Die Vorwürfe an Premierminister Charles Michel waren zumeist die altbekannten. Bei der Affäre um die Sudanesen warfen ihm Oppositionspolitiker aller Richtungen vor, die Marionette von Theo Francken zu sein. Außerdem bemängelten sie, dass mit der Erstellung des Berichts zur Klärung über die angeblichen Folterungen der rückgeführten Sudanesen noch gar nicht begonnen worden sei.
Auch beim Thema Energiepakt musste Michel sich wieder anhören, von der Meinung der N-VA abhängig zu sein. Der Groen-Abgeordnet Kristof Calvo forderte Michel auf, eine klare Antwort zu geben, ob der Atomausstieg bis 2025 stattfinden werde. Michel verweigerte eine solche Antwort.
Nach den Debatten sollte über den Misstrauensantrag gegen Francken abgestimmt werden. Der Antrag war kurz davor durch einen Änderungsantrag erweitert worden. Kammerpräsident Siegfried Bracke verteidigte die Hinzufügung des Änderungsantrags als regelgerecht.
Die Opposition aber kochte. Sie vertrat die Auffassung, dass das nicht zulässig sei. Mit der Geschäftsordnung der Kammer in der Hand erwiderte der PTB-Abgeordnete Marco Van Hees: "Sie haben den Artikel 140.4 zitiert. Aber wenn man den Artikel 140.4 liest, steht nicht das da, was Sie behaupten." Und weil Meinung gegen Meinung stand, bat Ahmed Laaouej kurz darauf um eine Unterbrechung der Sitzung und um die Klärung der Streitigkeit im Präsidium.
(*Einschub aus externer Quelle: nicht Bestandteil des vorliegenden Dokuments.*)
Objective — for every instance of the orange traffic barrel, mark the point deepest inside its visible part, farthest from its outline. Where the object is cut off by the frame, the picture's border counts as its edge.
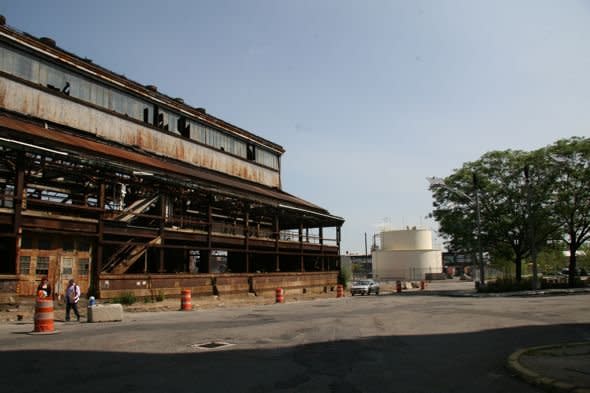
(44, 315)
(280, 295)
(185, 300)
(340, 290)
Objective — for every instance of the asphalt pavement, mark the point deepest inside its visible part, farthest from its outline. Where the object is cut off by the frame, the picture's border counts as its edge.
(360, 344)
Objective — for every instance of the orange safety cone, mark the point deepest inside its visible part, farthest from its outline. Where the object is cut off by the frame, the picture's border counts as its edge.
(185, 300)
(280, 295)
(44, 315)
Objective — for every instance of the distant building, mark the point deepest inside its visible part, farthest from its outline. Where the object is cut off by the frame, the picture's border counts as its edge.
(406, 255)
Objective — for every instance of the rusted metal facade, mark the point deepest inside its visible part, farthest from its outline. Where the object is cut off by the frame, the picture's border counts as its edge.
(112, 183)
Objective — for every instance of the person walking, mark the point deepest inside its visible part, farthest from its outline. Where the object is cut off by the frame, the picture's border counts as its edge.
(44, 289)
(72, 299)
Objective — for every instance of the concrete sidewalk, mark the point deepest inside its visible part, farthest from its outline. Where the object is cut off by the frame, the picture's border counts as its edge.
(556, 368)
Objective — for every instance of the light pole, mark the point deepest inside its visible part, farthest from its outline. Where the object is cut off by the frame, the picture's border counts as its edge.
(531, 226)
(440, 182)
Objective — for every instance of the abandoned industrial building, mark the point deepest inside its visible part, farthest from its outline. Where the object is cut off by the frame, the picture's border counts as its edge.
(126, 189)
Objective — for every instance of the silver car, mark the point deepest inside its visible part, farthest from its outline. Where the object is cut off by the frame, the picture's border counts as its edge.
(364, 287)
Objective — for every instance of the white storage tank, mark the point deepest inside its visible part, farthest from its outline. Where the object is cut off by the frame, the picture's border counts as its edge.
(406, 255)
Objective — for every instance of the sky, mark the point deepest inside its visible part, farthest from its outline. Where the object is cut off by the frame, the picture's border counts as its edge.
(368, 98)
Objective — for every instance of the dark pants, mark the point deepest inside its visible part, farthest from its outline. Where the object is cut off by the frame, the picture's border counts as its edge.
(72, 306)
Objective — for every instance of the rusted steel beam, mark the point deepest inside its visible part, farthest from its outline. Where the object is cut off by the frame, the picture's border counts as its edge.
(301, 259)
(163, 204)
(29, 222)
(250, 191)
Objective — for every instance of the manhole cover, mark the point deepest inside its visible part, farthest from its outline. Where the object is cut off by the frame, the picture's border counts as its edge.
(212, 345)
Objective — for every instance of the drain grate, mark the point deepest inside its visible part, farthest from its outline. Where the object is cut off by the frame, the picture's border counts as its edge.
(212, 345)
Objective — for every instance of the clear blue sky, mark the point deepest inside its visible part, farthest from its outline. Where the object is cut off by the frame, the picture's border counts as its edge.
(367, 97)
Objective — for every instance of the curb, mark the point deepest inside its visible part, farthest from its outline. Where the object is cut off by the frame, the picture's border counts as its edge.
(532, 377)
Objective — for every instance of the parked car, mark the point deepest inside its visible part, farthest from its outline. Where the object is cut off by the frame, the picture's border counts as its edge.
(364, 287)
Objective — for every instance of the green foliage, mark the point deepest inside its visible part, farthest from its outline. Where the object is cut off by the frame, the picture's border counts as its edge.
(126, 298)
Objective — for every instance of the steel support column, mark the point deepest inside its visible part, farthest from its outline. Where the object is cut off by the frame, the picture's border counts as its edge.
(277, 232)
(246, 241)
(301, 258)
(96, 267)
(20, 201)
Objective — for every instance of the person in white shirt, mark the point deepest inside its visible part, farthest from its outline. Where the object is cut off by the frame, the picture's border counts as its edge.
(72, 299)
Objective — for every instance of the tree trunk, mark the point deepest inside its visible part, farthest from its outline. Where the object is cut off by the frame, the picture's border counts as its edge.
(571, 279)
Das Präsidium entschied dann in der Sitzungspause, dass der N-VA-Antrag durchaus angenommen werden könne, so dass über den Misstrauensantrag letztlich nicht abgestimmt wurde.
In den RTBF-Nachrichten ist am Donnerstagabend ein aus Belgien in sein Heimatland zurückgeschickter Sudanese zu Wort gekommen. Er berichtete am Telefon, dass er nach seiner Rückkehr mehrere Stunden in Gewahrsam genommen worden sei. Er sei zwar nicht körperlich misshandelt worden, aber Vertreter der Behörden hätten Drohungen gegen ihn und seine Familie ausgesprochen. Das Kabinett von Asyl-Staatssekretär Theo Francken wollte sich nicht zu dem Interview äußern. Für eine Bewertung lägen noch nicht genug Informationen vor, hieß es. Theo Francken wird am Freitag im Kabinett von Premierminister Charles Michel erwartet, um über die Affäre um abgeschobene Sudanesen zu sprechen.